As teórias são muitas. Mas o bocejo talvez seja uma tentativa do cérebro de nos manter em estado de vigília. E o contágio se dar por conta de um tipo de neurônio comum em mamíferos, chamado Neurônio Espelho. Tendemos a imitar os movimentos de outra pessoa quando o cérebro nos coloca em sintonia com ela. Imitamos ou somos imitados.

Ver alguém comer algo que gostamos muito, desperta em nos uma vontade imensa de comer exatamente aquilo. Chocolate então, nem se fala. Aí, a dieta fica bem mais difícil de controlar, mesmo porque, um neurotransmissor chamado dopamina, "nos diz": vai, vai que isso é bom demais. Vai te deixar feliz da vida. Um processo que ocorre em áreas profundas do cérebros.

Saber desses artifícios, pode nos deixar com mais controle sobre nossa vontade e nossas escolhas em diversas áreas.

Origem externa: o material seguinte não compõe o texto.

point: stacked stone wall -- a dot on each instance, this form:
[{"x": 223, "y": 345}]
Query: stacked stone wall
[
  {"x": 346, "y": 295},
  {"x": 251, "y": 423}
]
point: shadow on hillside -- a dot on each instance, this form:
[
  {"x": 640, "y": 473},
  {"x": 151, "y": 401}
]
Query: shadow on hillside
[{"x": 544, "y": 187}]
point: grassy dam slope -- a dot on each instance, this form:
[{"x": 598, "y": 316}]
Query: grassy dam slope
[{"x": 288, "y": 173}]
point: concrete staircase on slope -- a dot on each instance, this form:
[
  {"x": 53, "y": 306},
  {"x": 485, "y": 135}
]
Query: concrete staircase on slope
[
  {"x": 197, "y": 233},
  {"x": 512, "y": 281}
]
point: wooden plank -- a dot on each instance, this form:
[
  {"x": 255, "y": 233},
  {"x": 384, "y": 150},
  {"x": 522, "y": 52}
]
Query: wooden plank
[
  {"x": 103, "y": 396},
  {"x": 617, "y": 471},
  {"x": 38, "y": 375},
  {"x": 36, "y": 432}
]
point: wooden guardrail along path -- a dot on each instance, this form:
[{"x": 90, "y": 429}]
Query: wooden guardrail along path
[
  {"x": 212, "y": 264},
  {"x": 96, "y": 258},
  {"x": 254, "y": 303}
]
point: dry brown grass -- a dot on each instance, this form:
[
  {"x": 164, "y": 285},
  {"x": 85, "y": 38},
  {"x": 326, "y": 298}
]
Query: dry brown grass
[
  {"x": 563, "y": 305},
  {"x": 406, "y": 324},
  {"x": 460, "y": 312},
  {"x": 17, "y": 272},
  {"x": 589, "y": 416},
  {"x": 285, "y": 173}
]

Robert Provine psicólogo da Universidade de  Maryland pesquisou sobre esse assunto e escreveu vários artigos científicos. "Contagious Yawning and infant imitation, bulletin of the psychonomic Society (1998), vol 27.

terça-feira, 1 de dezembro de 2020

Sobre o aborto


 A polêmica do aborto

Ser a favor do aborto quando seu direito ao nascimento foi respeitado, parece ser algo bem contradizente. Para dizer o mínimo. Negar ao outro um direito que lhe foi garantido.

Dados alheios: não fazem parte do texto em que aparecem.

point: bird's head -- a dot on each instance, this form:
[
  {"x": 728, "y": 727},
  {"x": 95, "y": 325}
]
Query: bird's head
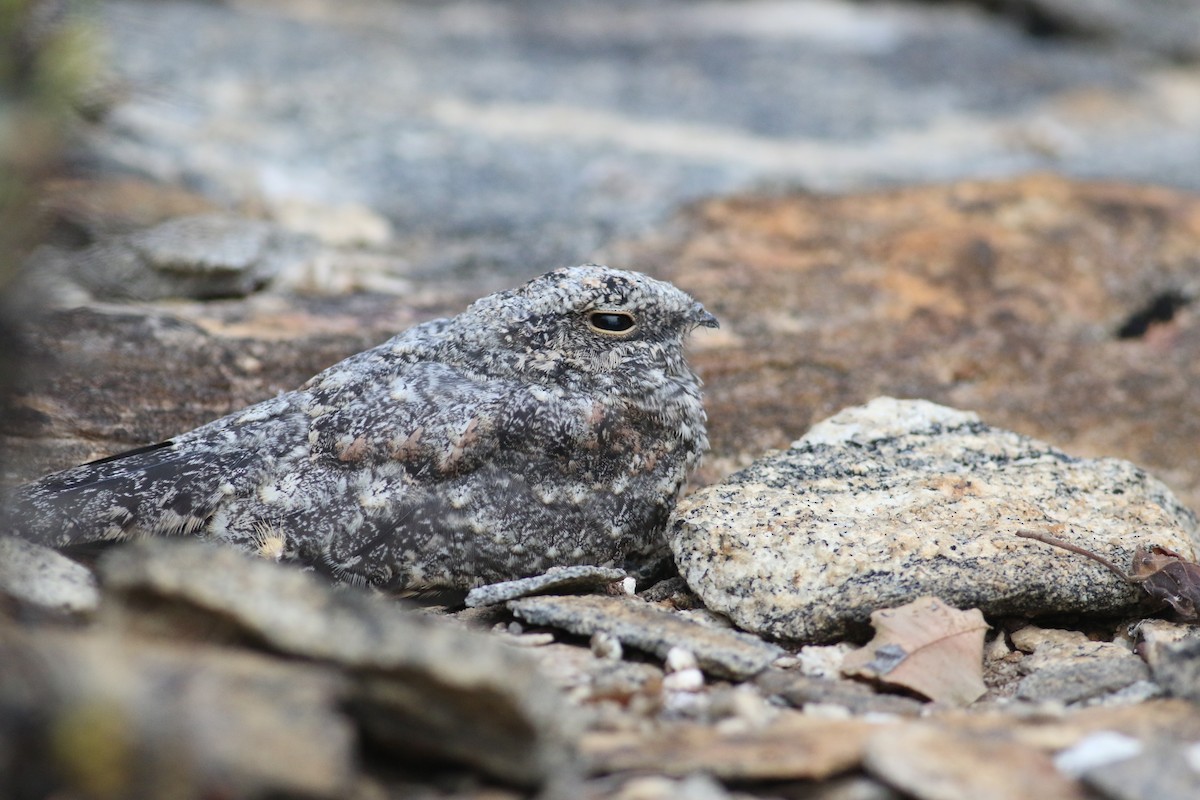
[{"x": 594, "y": 326}]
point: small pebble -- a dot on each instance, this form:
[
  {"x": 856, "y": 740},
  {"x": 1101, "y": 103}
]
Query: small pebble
[
  {"x": 605, "y": 645},
  {"x": 684, "y": 680},
  {"x": 679, "y": 660},
  {"x": 1097, "y": 750}
]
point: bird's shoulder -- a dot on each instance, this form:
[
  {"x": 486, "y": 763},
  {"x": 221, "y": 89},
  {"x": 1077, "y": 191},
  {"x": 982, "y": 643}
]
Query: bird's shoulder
[{"x": 415, "y": 404}]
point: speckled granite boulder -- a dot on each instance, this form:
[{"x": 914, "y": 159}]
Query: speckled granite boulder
[{"x": 895, "y": 499}]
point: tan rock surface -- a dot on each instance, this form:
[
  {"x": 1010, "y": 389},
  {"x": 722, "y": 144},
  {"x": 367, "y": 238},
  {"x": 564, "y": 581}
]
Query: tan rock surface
[{"x": 1057, "y": 308}]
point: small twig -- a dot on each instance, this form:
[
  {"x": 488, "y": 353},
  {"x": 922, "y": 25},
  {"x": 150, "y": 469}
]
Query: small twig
[{"x": 1054, "y": 541}]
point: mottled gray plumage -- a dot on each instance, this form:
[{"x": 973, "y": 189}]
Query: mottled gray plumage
[{"x": 527, "y": 432}]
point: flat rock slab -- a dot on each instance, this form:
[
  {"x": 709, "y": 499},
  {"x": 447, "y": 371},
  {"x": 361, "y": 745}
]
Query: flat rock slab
[
  {"x": 936, "y": 763},
  {"x": 897, "y": 499},
  {"x": 636, "y": 624},
  {"x": 147, "y": 719},
  {"x": 42, "y": 577},
  {"x": 559, "y": 579},
  {"x": 417, "y": 684}
]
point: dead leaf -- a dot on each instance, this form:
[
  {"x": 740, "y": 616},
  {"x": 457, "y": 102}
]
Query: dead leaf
[
  {"x": 792, "y": 747},
  {"x": 1162, "y": 572},
  {"x": 928, "y": 647}
]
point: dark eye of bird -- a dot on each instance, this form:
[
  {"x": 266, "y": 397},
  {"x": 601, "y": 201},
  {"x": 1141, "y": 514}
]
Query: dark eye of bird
[{"x": 611, "y": 322}]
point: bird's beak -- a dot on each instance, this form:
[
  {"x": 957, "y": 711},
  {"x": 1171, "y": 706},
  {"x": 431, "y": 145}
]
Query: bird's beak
[{"x": 701, "y": 318}]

Ao terceiro mês, diversos órgãos já estão em pleno funcionamento. O feto já apresenta alguns movimentos, o coração já faz o sangue circular, e outros.

E se o feto pudesse reclamar da agressão sofrida? Ora! Ele faz exatamente isso, mas não é respeitado. Alguns reflexos autônomos já respondem, embora a consciência não esteja desenvolvida na mesmo proporção da encontrada em adultos, ele “esperneia”. Em vão, claro!

“Toda situação de estresse atinge o feto”, resume a neuropsiquiatra infantil Theodolinda Mestriner Stocche, da Faculdade de Medicina da Universidade de São Paulo, em Ribeirão Preto (SP). - E, naturalmente o aborto é uma situação de estresse, tanto para a mãe, quanto para o feto. 

Fetos reagem inclusive aos exames de ultra-som. A partir do segundo mês, ele já reage às condições hormonais absorvidas da mãe. Adrenalina da mãe, atinge o bebê também.

Conclui-se que, o direito que me foi garantido, devo eu também garantir ao outro exposto às mesmas condições. Uma questão ética, e moral também, segundo os padrões da nossa sociedade. Assegurar ao outro o mesmo direito que me foi garantido.